In dessen Erdgeschoss – inmitten von Brechts Lebensgeschichte – befanden sich vier Röhrenfernseher, auf welchen durch Bild- und Videoformate die Verbindung der Stadt Augsburg und deren Bürger*innen zu Brecht dargestellt wurde.
Im Mittelpunkt der Installation standen autobiografische Erzählungen von Augsburger*innen, die üblicherweise eher nicht im Zentrum der Stadt stehen und die durch die Installation hörbar wurden. Auf diese Weise wurden z.B. Lebens- und Erfahrungsberichte von Menschen mit migrantischen Hintergrund und deren Bezug zu Brecht sichtbar.

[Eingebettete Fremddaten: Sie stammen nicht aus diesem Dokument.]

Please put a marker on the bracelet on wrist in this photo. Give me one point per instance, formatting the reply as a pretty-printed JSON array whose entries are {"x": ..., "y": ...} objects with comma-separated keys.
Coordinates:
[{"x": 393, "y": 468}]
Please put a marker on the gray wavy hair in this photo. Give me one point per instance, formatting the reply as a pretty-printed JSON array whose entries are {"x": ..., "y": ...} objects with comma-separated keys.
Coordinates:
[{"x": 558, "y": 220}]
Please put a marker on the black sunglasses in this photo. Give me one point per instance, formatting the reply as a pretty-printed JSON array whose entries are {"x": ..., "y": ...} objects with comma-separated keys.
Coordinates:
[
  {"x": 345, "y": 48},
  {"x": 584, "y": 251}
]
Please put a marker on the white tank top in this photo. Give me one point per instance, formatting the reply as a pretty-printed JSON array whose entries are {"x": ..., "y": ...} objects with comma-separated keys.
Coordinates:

Die Dokumentationen und Interviews führten Nazli Hanna und Natalie Sandsack durch.
Um den Besucher*innen die Möglichkeit zu geben sich die Interviews als „Podcast“ anzuhören, wurde zudem ein QR-Code eingeblendet über welchen man auf folgende Seite Zugriff hat: https://soundcloud.com/shamsiye?utm_source=mobi&utm_campaign=social_sharing&utm_terms=mobi_audio_ads.control
Daneben wurden Menschen befragt, die eine starke Affinität zur Literatur haben. Sie erzählten, teils auch in Form von Anekdoten, wie Brecht ihr Denken geprägt hat. So hieß es z.B. „Frau Kissel hat mich mit Brecht immun gegen Bullshit Pathos gemacht – Brecht der alte Bullshit Detektor.“
Auch die Augsburger Stadtpolitik und ihre Beziehung zu Brecht wurde aufgegriffen und die teils mangelnde Wertschätzung gegenüber dem Schriftsteller kritisch hinterfragt. Zur Sprache kam u.a. die in den 1990er Jahren geführte Debatte um eine mögliche Umbenennung der Universität in „Bert-Brecht-Universität“. Das damalige Meinungsbild wurde durch die Zitation von Presseausschnitten rekonstruiert.
© Laura Gesell
© Laura Gesell
Alles in allem gab die Installation den Betrachtenden einen Einblick in verschiedene Perspektiven auf Brecht, die über eine einseitige Rezeption, die ihn nur als Schriftsteller betrachten, weit hinausgehen. Hierbei wurden vor allem die politischen Aspekte von Bertolt Brechts Leben beleuchtet. Aber auch die persönlichen Geschichten kamen zur Sprache und stellten eine Verbindung zwischen der historischen Figur Brecht und der Gegenwart seiner Geburtsstadt her.
Durch die in der Installation befindlichen samtigen, roten Sofas und die Röhrenfernseher, die auf einem Perserteppich platziert wurden, entstand eine Art gemütlicher „Wohnzimmer-Vibe“. Dieser schuf die nötige Nähe, um sich auf die Inhalte der Installation einzulassen und ließ dabei auch genug Raum für eine individuelle Auseinandersetzung.
Der angekündigte interaktive Part der Installation war jedoch wenig transparent. Eine ausführliche Instruktion wäre zur ganzheitlichen Wahrnehmung hilfreich gewesen. So sammelten sich viele gut gemeinte Ansätze, welche letztendlich in einem luftleeren Raum schwebten und in ihrer zusammenhangslosen Fülle nicht verarbeitet werden konnten.